Thread: 22021: invalid byte sequence for encoding \"UNICODE\": 0xe16d61"

22021: invalid byte sequence for encoding \"UNICODE\": 0xe16d61"

From

"Lucas Sultanum"

Date:

31 October 2004, 05:48:24

Hello,

I am not sure if this is a bug or I am doing something wrong. When I execute the following command (insert into a_cadclias values ('6542','65465','amaro','ámaro')) on pgAdmin III Query it works pretty well, but when I try to do the same through a C# App connecting to the database through an ODBC driver I get the following error:

"ERROR: 22021: invalid byte sequence for encoding \"UNICODE\": 0xe16d61"

I know that it has something to do with the word ámaro because when I take the letter á off and replace it with the letter a it works fine.

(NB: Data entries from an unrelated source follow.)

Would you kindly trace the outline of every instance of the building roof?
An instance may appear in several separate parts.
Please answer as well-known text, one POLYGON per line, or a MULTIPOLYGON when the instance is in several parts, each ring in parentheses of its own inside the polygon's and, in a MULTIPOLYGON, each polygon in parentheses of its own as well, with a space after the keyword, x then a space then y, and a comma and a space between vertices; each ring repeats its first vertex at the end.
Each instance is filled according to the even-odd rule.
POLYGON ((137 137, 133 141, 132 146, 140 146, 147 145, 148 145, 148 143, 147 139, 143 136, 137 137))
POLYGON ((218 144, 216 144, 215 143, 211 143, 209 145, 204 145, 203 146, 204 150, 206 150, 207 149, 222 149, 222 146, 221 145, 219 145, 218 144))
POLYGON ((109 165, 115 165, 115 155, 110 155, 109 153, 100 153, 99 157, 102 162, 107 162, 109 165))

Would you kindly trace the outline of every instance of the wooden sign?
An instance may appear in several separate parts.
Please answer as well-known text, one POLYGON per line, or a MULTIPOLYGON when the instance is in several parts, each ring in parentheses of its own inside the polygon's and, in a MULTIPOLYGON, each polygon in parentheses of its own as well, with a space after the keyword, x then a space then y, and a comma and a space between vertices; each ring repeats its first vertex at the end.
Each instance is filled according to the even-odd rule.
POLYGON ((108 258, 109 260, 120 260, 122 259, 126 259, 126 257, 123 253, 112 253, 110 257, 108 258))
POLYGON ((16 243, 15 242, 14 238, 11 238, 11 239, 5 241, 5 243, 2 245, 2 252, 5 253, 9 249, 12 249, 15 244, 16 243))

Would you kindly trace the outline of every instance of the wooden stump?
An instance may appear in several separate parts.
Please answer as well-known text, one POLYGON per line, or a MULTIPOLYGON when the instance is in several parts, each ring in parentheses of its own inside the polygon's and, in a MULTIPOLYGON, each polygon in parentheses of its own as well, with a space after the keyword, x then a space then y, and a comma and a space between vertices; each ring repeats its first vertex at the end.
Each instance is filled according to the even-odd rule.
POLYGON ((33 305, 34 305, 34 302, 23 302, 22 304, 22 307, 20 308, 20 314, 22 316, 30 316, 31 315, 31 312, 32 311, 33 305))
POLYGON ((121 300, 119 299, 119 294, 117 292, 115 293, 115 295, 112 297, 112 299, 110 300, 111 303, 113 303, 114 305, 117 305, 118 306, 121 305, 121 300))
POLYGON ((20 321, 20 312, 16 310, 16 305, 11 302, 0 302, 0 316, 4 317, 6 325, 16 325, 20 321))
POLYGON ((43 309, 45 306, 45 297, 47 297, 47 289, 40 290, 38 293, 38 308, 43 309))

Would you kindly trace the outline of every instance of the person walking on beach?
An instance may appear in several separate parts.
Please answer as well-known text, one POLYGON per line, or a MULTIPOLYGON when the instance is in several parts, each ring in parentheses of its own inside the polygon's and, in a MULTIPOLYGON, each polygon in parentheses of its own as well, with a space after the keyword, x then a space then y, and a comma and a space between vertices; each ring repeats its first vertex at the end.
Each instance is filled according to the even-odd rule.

Bellow goes the table structure:

CREATE TABLE a_cadclias

(

dba_clias_cliente "numeric"(8) NOT NULL,

dba_clias_associado "numeric"(8) NOT NULL,

dba_keyclias_sq "varchar"(8) NOT NULL,

teste "varchar"(10),

CONSTRAINT dba_keyclias_sq PRIMARY KEY (dba_keyclias_sq)

)

WITH OIDS;

Att: It is valid to said that I have also tried the Npgsql dll and got the same error.

Versions tested:

"PostgreSQL 8.0.0beta2 on i686-pc-mingw32, compiled by GCC gcc.exe (GCC) 3.2.3 (mingw special 20030504-1)"

AND

"PostgreSQL 8.0.0beta4 on i686-pc-mingw32, compiled by GCC gcc.exe (GCC) 3.3.1 (mingw special 20030804-1)"

Regards

Lucas Sultanum

Re: 22021: invalid byte sequence for encoding \"UNICODE\":

From

Benjamin Riefenstahl

Date:

31 October 2004, 14:18:37

Hi Lucas,

"Lucas Sultanum" writes:

> When I execute the following command (insert into a_cadclias values
> ('6542','65465','amaro','ámaro')) on pgAdmin III Query it works
> pretty well, but when I try to do the same through a C# App
> connecting to the database through an ODBC driver I get the
> following error:
>
> "ERROR: 22021: invalid byte sequence for encoding \"UNICODE\": 0xe16d61"
>
> I know that it has something to do with the word ámaro because when
> I take the letter á off and replace it with the letter a it works
> fine.

A user-level application like pgAdmin does (or should do) automatic
handling of encodings.  OTOH lots of programming languages don't
handle encodings automatically, the programmer is responsible there.

I don't know C#, but in C, C++ and Java you can not use non-ASCII
characters like 'á' literally without either some amount of luck or
doing a conversion before saving your file and before compiling the
code.

Your choices are

  a) avoid non-ASCII in source code (the preferred choice)

  b) make sure that all the encodings match (in the long run this only
     works with lots of luck)

  c) hardcode byte values (this only removes one of several failure
     points in comparison to b))

  d) use c) and additionally make sure that the encodings used in
     those byte values is matched to the encodings used in the target
     system (the database in this case) and in all transition systems
     (the database drivers in this case)

Option c) works out to using '\xC3\xA1' instead of a literal 'á' (in
the UTF-8 encoding).  Option d) with PostgreSQL means that in addition
you issue the command

  SET client_encoding TO UNICODE;

once for each database connection to instruct the driver to expect
UTF-8.

You can of course use some other encoding like e.g. Latin-1, if you
prefer that.  See the PostgreSQL documentation for your choices.

benny